Na plakacie dwie litery „s” w słowie „Russia” są zapisane alfabetem runicznym. Graficznie nawiązują one do emblematu Schutzstaffel. Ta okryta ponurą sławą paramilitarna organizacja w służbie NSDAP znana jest pod swoją skróconą nazwą – SS. Widzimy też podobiznę Władimira Putina. Dyktator Rosji przedstawiony jest jako Totenkopf (po niemiecku – trupia głowa), czyli czaszka na tle skrzyżowanych piszczeli, co przywodzi na myśl symbolikę nazistowską.
Oczywiście ostry protest artysty wobec kremlowskiej polityki był osiem lat temu jak najbardziej uzasadniony. A jednak, gdy zobaczyłem wówczas plakat Korkucia, pomyślałem sobie, że z tym porównywaniem putinowskiej Rosji do III Rzeszy to przesada.
Owszem, w roku 2014 gospodarz Kremla był politykiem, który już miał niemało ofiar na sumieniu. Zanim państwo rosyjskie dokonało aneksji Krymu, zdążyło przecież między innymi spacyfikować Czeczenię i napaść na Gruzję.

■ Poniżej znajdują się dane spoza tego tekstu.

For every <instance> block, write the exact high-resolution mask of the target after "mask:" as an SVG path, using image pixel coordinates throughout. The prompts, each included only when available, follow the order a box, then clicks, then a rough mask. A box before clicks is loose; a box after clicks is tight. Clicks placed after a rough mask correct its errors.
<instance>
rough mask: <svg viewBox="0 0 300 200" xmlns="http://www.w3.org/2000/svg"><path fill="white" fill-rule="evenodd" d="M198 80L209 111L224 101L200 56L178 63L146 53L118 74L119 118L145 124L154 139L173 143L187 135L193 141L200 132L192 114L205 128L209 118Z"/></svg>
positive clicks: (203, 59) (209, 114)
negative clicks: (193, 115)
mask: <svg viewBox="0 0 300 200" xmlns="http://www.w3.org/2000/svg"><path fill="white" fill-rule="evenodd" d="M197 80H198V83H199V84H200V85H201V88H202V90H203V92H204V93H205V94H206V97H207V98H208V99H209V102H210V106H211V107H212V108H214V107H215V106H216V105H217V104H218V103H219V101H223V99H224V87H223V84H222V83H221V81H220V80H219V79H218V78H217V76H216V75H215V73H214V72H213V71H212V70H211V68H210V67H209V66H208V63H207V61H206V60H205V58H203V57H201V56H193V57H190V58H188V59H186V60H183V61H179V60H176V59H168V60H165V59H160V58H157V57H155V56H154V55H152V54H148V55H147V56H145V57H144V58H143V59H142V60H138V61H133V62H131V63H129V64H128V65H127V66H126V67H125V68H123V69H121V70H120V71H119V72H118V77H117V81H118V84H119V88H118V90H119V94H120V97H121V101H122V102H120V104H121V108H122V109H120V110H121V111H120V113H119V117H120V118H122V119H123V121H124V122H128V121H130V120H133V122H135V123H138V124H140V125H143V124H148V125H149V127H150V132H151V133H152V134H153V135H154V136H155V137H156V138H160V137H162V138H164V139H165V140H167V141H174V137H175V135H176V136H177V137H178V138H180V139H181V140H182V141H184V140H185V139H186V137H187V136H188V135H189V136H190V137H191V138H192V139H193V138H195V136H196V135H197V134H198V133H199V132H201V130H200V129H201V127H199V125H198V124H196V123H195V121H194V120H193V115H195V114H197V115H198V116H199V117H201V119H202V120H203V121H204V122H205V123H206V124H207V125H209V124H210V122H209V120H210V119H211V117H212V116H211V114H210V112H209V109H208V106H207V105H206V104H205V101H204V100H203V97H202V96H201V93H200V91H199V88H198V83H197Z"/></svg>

Tyle że stawianie jakiegoś polityka w jednym szeregu z Adolfem Hitlerem to zawsze walenie z grubej rury. A osiem lat temu Rosja była – w odróżnieniu od III Rzeszy – państwem autorytarnym, nie zaś totalitarnym. I przy całym ciążącym na niej odium, jeszcze nie miała na swoim koncie czegoś tak straszliwego, jak ludobójstwo, którego w latach 1939-1945 dopuścili się Niemcy.
ODWIEDŹ I POLUB NAS
Rzecz w tym, że we wzbranianiu się przed porównywaniem współczesnych polityków do największych złoczyńców w dziejach świata tkwi zarazem pewna pułapka. Wpadają w nią ci, którzy się łudzą, że ludzkość wyciąga lekcje z dramatów przeszłości i mądrzejsza o bolesne doświadczenia starych błędów nie powtarza.

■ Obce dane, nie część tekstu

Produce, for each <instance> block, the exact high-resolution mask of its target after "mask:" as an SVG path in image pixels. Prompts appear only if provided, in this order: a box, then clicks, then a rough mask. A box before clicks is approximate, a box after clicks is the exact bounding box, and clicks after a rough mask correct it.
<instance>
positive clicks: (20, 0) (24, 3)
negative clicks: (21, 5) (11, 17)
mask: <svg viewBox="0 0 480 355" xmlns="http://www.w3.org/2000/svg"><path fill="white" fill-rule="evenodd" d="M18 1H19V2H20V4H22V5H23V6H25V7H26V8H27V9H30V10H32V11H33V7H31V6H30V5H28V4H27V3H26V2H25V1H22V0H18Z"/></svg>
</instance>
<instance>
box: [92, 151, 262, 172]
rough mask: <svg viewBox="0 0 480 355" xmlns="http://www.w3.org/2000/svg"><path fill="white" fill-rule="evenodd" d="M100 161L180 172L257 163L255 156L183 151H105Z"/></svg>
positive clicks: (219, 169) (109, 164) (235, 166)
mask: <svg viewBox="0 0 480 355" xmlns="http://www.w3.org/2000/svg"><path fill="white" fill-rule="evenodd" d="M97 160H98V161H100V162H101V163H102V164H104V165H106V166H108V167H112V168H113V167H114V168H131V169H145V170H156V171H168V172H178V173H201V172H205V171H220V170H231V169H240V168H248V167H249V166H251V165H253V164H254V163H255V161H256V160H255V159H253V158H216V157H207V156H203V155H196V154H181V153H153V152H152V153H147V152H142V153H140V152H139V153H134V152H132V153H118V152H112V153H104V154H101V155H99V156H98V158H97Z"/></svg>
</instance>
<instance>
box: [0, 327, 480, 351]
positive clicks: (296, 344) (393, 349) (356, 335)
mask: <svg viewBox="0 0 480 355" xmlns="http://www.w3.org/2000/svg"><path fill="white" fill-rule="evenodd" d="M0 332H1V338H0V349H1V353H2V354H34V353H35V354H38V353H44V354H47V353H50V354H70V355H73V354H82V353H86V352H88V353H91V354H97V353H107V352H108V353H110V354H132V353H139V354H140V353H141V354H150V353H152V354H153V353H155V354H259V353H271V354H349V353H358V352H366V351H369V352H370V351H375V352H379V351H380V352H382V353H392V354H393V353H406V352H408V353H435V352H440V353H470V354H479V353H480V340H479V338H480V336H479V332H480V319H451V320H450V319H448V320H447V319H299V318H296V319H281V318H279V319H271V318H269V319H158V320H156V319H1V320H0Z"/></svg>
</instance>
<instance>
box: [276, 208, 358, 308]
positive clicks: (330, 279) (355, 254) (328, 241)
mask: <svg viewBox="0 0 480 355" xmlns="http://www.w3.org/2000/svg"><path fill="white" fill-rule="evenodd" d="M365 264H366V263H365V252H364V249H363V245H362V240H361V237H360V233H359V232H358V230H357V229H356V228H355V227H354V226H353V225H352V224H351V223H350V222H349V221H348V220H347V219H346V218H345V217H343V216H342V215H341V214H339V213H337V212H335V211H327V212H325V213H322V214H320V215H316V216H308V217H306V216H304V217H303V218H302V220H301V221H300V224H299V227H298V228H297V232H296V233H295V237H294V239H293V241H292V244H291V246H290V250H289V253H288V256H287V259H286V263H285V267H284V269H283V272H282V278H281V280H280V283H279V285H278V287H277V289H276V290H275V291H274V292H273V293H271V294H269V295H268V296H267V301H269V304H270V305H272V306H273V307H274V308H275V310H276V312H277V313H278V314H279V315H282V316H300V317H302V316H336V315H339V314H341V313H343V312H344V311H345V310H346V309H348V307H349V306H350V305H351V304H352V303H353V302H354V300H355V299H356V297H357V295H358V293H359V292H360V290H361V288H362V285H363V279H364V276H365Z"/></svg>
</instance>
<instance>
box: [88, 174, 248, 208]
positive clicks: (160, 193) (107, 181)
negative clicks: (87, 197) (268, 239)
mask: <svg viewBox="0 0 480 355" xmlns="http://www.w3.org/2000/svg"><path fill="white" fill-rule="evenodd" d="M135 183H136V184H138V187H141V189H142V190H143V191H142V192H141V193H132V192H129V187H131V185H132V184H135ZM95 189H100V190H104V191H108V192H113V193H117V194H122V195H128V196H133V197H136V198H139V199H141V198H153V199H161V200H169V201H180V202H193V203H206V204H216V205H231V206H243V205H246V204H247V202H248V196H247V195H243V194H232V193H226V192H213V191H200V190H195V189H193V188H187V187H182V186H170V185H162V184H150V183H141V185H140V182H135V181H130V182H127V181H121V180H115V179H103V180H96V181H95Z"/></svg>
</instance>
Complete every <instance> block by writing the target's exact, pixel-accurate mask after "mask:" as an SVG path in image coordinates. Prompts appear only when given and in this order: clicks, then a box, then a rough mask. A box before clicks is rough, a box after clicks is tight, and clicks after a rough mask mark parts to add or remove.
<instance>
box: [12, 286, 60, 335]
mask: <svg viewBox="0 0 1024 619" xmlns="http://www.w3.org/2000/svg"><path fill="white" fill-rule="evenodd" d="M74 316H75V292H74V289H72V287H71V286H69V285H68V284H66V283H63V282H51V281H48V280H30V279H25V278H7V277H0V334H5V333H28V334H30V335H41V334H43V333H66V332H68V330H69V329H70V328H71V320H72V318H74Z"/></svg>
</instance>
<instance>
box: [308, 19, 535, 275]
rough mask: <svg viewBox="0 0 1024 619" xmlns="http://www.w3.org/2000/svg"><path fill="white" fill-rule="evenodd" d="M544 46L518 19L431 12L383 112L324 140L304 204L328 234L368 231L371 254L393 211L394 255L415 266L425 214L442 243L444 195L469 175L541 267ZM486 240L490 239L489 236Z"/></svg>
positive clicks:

Docierające do nas kadry z dzisiejszej Ukrainy świadczą jednak o czymś zgoła innym, a mianowicie potworności wracają. Szczególnie tak jest, gdy winowajcy nie są ukarani. A dotyczy to Związku Sowieckiego, który choć miał istotny udział w zbrodniach drugiej wojny światowej, to jednak po przystąpieniu do koalicji przeciw Hitlerowi wyszedł z tego konfliktu w roli bohaterskiego pogromcy Zła. Rosja zaś to przecież spadkobierca ZSRR (i to nie tylko prawny).

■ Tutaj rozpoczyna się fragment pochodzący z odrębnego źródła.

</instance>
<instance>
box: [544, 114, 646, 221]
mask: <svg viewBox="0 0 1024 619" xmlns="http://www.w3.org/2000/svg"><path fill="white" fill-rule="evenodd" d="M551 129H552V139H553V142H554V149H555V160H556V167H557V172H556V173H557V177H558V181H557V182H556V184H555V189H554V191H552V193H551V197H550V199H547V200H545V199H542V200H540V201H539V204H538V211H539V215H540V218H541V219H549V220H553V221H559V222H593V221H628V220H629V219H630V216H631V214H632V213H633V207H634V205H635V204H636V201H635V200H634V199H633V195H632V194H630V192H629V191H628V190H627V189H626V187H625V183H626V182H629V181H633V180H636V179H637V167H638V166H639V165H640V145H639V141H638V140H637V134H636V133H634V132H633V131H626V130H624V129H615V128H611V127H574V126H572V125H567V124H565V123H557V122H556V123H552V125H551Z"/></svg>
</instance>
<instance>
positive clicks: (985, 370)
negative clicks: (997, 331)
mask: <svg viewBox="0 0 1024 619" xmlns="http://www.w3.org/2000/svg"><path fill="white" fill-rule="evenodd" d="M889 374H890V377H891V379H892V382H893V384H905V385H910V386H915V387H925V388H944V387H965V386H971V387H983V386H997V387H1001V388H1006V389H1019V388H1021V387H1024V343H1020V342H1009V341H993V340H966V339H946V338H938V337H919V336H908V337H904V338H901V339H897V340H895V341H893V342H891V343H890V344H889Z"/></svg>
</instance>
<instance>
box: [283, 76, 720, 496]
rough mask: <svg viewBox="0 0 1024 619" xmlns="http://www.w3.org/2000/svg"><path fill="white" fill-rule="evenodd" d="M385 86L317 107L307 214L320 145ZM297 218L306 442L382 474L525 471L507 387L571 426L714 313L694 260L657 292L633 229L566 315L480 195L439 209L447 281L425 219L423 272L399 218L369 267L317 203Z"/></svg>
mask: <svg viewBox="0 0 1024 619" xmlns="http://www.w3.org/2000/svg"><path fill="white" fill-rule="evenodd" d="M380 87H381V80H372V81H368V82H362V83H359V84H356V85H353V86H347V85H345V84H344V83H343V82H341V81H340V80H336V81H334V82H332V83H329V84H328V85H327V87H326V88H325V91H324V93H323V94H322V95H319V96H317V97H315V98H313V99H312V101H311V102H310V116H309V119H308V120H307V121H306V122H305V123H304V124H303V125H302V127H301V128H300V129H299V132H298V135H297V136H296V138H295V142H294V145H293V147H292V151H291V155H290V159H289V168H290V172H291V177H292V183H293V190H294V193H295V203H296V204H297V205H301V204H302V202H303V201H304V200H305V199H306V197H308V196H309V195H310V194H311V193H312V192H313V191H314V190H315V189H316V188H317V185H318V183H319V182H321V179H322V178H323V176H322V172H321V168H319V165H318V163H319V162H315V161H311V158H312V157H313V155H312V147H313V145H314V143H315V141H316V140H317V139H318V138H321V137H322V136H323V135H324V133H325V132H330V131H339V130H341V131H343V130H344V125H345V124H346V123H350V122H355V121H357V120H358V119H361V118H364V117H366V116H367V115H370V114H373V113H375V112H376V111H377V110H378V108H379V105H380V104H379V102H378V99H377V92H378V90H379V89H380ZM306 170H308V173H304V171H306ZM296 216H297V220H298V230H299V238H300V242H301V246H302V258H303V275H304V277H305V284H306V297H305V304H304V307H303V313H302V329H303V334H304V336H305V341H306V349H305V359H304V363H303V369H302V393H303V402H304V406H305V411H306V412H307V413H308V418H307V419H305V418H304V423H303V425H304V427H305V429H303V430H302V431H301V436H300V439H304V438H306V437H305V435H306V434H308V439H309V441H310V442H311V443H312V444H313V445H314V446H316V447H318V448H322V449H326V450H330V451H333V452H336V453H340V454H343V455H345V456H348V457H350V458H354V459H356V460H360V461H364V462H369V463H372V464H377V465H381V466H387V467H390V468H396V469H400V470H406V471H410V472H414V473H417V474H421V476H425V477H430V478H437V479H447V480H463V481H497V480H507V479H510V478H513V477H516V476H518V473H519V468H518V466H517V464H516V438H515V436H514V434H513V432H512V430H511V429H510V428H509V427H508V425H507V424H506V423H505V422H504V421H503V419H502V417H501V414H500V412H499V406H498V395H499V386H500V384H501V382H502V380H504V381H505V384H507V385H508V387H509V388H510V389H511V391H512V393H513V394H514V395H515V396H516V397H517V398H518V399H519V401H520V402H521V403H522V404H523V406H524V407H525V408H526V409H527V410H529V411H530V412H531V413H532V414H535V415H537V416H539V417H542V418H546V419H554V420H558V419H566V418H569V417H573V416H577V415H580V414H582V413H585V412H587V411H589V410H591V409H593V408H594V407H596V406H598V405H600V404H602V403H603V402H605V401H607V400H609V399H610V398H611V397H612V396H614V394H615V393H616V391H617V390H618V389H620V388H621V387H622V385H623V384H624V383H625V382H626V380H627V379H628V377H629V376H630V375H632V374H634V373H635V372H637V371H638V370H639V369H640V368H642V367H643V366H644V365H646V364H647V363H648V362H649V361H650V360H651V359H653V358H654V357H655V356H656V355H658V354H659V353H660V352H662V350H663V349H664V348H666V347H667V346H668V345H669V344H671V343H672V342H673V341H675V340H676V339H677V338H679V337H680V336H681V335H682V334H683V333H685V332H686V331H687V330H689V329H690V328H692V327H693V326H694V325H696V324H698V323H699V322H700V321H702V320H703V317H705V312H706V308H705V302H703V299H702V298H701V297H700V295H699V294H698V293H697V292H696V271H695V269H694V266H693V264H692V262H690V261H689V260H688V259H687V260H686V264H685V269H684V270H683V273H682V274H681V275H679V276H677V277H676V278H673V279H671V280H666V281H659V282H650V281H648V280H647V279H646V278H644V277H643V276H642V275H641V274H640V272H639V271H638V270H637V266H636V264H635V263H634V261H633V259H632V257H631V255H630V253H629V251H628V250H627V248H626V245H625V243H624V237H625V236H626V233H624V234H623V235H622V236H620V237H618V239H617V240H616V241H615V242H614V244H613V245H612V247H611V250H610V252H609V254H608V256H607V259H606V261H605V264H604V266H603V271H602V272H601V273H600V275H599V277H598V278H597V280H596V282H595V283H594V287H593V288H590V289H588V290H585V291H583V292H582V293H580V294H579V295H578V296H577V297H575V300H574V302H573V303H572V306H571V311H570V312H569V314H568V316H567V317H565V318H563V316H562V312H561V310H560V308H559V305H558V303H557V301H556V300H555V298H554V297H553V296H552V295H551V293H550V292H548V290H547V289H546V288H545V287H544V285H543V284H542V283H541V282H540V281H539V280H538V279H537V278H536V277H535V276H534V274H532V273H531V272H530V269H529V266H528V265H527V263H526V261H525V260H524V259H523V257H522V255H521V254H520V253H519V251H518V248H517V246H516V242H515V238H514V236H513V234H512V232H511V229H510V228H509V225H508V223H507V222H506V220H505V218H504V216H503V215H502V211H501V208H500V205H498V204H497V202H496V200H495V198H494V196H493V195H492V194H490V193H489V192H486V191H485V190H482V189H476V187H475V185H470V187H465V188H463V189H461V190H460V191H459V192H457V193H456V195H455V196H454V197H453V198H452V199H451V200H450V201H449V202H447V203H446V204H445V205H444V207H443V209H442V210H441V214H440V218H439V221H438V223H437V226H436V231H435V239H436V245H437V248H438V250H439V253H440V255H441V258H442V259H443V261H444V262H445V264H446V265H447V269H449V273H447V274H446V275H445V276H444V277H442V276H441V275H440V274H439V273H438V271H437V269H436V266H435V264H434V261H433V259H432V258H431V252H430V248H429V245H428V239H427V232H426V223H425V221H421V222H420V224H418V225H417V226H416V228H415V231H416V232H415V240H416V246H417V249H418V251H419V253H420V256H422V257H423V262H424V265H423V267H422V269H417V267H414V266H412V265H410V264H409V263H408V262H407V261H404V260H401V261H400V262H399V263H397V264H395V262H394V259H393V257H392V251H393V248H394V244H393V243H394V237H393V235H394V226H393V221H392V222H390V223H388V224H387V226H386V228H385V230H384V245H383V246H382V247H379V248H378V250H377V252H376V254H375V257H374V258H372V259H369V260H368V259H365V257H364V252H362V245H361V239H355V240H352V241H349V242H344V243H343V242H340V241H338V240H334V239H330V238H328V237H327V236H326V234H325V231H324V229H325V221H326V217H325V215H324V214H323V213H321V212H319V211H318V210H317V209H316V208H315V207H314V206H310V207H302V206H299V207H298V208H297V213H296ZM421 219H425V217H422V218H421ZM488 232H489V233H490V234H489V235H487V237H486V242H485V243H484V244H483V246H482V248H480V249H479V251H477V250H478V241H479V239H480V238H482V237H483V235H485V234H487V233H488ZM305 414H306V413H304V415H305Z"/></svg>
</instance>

Ile więc wspólnego ma to, co dziś robią Rosjanie z tym, co niegdyś czynili Niemcy? Dużo. Sugestywnie o tym opowiada instalacja wideo „Nigdy więcej” zespołu kreatywnego Agencji Cyfrowej Moko z Ukrainy. W pracy tej przeplatają się kroniki filmowe z okresu drugiej wojny światowej oraz nagrania obecnych wydarzeń. Wniosek? Rosjanie idą w ślady Niemców. I nie chodzi tu tylko o urastającą do rangi banału brutalność najeźdźców wobec cywilnej ludności atakowanych terytoriów. Na uwagę głównie zasługuje taktyka ultimatów, która łączy Putina z Hitlerem w zakresie realizacji swoich roszczeń.